Hz. Muslih Mevud (ra) şöyle der: Medine’nin uzun zamandan beri başkent olması sebebiyle Hz. Osman (ra) zamanında bütün kavimler bir olmuştu. O zaman Medineliler hakim durumda idiler ve aralarında muhacirlerin büyük bir tabakası vardı. Bizzat Medineliler de Mekkelilerin sohbetinde kalmak suretiyle Hicaz Arapçasını öğrenmişlerdi. İktidar onlarda olduğu ve diğer bölgelerdeki halk da dini muhacir ve ensardan öğrendikleri için bütün ülkenin ilmî dili tek olurdu. Savaşlar vesilesiyle de kabileler bir araya gelme imkânı bulurlardı. Sahabelerin sohbetinde kalıp onları taklit etme arzusu da tek renklilik meydana getirmişti. O zaman ilim zevki olan insanlar Kur’an diline tam olarak vakıf olmuşlardı. Nitekim hz. Osman (ra), gelecekte sadece Hicaz kıraatine göre Kur’an’ın okunmasını emretti. Onun bu emrine Şiiler itiraz ederek mevcut Kur’an ‘’Beyaz-ı Osmani’’dır (Osman’ın nüshasıdır), derler. Halbuki bu itiraz kesinlikle yanlıştır. Hz. Osman (ra) zamanına kadar Arapların adetleri üzerinden uzun bir süre geçmiş ve birbirlerinin dilleri arasındaki farkı tam olarak öğrenmişlerdi. Asıl olan şudur: Kur’an-ı Kerim Hicaz dilinde nazil olmuştu. Kıraat farkları ise kabilelerin İslam’a girmesi ile oldu. Bazen bir kabile kendi lehçesi bakımından diğer kabileden biraz farklı olurdu ve böylece bazı kelimelerin manasında fark olurdu. Bu yüzden hz. Resulüllah (sav) Allah’ın isteğine tabi olarak bazı ihtilaflı kelimelerin lehçesini değiştirme veya başka kelimeler koyma izni vermişti. Hz. Osman’ın (ra) döneminde medeniyet ve hükümet vasıtasıyla ayrı ayrı kabilelerin yerini bir milliyet ve tek dil aldı ve herkes Hicaz lehçesine tam olarak aşina oldu. İşte o zaman hz. Osman (ra) anladı ki, artık bu kıraat farklarını devam ettirmek ihtilafları devam ettirmeye sebep olacaktır. Bu yüzden bu kıraatlerin gelişi güzel kullanımına son vermek gerekir.

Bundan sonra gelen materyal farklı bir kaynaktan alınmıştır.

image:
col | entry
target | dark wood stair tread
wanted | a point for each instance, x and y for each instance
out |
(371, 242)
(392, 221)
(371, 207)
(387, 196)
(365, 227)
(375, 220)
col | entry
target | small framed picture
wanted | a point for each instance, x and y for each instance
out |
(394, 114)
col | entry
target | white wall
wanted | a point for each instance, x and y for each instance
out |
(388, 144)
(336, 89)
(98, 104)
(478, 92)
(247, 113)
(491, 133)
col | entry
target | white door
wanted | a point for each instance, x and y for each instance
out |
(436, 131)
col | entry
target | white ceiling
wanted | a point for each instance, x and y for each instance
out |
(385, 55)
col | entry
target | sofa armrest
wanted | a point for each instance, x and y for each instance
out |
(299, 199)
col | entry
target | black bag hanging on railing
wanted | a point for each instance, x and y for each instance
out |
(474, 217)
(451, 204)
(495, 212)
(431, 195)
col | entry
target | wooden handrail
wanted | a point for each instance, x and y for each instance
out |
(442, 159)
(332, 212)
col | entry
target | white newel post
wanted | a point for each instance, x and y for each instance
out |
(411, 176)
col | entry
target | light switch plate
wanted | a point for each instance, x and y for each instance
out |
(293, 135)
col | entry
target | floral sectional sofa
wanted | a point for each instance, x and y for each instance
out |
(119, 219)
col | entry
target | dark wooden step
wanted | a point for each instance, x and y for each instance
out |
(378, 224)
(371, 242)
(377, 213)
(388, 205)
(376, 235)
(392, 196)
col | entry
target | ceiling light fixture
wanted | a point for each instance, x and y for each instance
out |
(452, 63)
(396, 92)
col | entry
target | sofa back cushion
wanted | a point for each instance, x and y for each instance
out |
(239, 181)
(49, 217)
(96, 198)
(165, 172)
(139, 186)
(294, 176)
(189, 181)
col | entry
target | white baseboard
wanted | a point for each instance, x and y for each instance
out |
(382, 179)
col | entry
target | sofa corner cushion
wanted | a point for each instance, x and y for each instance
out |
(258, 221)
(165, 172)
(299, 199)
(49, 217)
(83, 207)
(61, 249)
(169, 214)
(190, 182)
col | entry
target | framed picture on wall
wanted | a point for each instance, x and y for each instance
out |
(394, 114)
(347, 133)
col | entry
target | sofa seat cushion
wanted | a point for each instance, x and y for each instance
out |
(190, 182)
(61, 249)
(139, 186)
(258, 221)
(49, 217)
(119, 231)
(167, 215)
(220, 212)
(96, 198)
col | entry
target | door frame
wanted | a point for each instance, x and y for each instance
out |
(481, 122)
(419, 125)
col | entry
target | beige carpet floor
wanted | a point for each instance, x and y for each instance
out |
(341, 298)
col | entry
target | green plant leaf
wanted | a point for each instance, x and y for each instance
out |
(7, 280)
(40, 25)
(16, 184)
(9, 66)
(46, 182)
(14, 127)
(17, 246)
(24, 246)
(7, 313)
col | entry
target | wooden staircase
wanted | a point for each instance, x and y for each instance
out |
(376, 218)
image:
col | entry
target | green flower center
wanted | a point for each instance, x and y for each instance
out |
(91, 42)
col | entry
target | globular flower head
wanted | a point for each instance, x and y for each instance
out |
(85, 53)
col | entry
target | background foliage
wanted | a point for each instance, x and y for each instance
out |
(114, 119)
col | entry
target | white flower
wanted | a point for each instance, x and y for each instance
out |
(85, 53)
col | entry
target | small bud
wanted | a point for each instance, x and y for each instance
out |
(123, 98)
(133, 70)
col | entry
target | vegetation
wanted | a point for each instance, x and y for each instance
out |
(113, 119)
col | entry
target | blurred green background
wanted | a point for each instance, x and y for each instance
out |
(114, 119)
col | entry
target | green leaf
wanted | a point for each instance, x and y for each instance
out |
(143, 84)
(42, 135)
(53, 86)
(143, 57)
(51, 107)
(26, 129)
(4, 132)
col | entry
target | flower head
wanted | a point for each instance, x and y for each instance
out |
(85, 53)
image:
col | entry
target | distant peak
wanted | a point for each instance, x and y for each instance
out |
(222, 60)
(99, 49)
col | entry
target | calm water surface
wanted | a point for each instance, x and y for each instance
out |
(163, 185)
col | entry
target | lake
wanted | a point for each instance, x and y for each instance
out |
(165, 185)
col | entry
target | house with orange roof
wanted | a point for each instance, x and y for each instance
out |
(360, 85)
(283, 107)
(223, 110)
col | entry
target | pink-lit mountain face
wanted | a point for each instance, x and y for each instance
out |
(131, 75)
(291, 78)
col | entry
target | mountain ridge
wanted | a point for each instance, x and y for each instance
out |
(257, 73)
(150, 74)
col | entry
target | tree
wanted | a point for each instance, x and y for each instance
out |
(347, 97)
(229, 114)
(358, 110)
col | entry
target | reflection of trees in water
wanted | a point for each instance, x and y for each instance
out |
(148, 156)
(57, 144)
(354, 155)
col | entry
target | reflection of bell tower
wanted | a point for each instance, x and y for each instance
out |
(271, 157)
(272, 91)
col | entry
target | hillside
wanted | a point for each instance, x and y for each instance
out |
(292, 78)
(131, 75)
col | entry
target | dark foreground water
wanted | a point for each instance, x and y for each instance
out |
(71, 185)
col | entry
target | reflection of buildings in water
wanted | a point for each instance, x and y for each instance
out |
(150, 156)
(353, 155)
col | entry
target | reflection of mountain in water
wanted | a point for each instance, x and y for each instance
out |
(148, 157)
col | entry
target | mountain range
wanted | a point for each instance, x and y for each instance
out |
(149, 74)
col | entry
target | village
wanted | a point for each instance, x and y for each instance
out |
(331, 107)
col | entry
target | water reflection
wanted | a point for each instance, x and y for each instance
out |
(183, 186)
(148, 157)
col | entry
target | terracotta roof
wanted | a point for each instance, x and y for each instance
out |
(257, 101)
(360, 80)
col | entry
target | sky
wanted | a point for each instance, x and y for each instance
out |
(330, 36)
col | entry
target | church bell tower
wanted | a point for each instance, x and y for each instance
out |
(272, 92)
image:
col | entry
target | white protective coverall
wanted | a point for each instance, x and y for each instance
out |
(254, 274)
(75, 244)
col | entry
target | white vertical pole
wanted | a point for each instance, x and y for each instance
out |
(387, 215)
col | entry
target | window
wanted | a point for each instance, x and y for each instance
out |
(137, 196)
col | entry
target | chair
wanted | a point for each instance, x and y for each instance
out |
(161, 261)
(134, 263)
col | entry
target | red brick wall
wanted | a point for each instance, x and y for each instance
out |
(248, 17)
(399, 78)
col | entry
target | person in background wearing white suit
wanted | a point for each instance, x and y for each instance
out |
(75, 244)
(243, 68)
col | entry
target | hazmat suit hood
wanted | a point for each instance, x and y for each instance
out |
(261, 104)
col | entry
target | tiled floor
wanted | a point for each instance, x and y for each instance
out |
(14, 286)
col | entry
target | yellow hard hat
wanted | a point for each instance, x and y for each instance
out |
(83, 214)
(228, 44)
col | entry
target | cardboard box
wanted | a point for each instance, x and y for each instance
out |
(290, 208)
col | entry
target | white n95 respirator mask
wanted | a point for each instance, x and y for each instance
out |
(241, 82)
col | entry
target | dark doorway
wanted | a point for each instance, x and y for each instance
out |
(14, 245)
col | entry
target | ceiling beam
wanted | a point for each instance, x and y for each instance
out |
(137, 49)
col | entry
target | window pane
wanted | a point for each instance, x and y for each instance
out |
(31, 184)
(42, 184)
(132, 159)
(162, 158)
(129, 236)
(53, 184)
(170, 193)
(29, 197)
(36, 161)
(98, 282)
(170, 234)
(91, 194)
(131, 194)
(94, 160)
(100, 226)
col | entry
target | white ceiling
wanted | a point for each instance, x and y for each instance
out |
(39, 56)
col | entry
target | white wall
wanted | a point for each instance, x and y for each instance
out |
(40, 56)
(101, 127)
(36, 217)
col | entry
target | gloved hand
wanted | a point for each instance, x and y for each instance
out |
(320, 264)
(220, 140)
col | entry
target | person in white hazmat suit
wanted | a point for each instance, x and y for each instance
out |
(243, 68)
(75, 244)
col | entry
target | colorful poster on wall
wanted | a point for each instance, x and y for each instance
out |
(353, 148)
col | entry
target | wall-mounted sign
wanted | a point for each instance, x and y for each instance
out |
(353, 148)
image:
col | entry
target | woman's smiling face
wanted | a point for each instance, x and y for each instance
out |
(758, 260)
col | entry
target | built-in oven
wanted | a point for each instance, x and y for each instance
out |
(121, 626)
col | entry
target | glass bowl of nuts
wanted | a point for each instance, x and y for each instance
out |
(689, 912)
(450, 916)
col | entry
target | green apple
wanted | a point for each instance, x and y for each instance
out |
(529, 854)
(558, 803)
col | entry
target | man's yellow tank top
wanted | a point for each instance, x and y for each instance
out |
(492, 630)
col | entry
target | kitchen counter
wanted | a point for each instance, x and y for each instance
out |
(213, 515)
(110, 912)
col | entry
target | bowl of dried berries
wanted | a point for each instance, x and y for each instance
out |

Huzur-i Enver, hz. Osman (ra) ile ilgili konunun gelecek sefer devam edeceğini söyledikten sonra Pakistan ve Cezayir’li Ahmediler için duaya çağırarak şöyle dedi: Dua edin ki Allah-u Teala onların sıkıntılarını gidersin. Özellikle Pakistan’da kanunlar yüzünden çeşitli zamanlarda Ahmedilere zorluklar çıkarılıyor ve artık onların hiçbir şekilde özgürlüğü kalmadı. Aynı şekilde Cezayir’de de bazı devlet görevlileri zorluk çıkartıyorlar.
Daha sonra Huzur-i Enver, merkezi IT grubunun yardımıyla hazırlanan, Çin Masası internet sayfasının yayına geçeceğini ilan ederek şöyle dedi: Cuma namazından sonra bu web sayfasına start vereceğim. Bu internet sayfası vasıtasıyla Çince olarak İslam ve Ahmediyet hakkında detaylı bilgiler elde edilebilecek. Allah lütfetsin ki bu internet sayfası Çin halkı için hidayete vesile olsun onların kalbini İslam ve Ahmediyete açsın.
Hutbenin sonunda Huzur-i Enver aşağıdaki merhumlardan hayırla bahsetti ve gaip cenaze namazlarını kıldıracağını bildirdi.
1- Muhterem mürebbi Muhammed Yunus Halid bey, 15 Mart’ta kalbinin durması sebebiyle 67 yaşında vefat etti. İnna lillahi ve inna ileyhi raciun.
2- Fildişi Sahili’den sayın doktor Nizamüddin Badan bey, 15 Mart’ta 73 yaşında vefat etti. İnna lillahi ve inna ileyhi raciun.
3- Sayın Selma Begüm Hanım, 24 Ocak’ta 85 yaşında vefat etti. İnna lillahi ve inna ileyhi raciun.
4- Sayın Kişver Tenvir hanım, 27 Şubat’ta 87 yaşında vefat etti. İnna lillahi ve inna ileyhi raciun.
5- Sudan’dan sayın Abdurrahman Hüseyin Muhammed Hayr bey, 24 Aralık’ta 56 yaşında vefat etti. İnna lillahi ve inna ileyhi raciun.
Huzur-i Enver, bütün merhumların mağfireti ve derecelerinin yükselmesi için dua etti.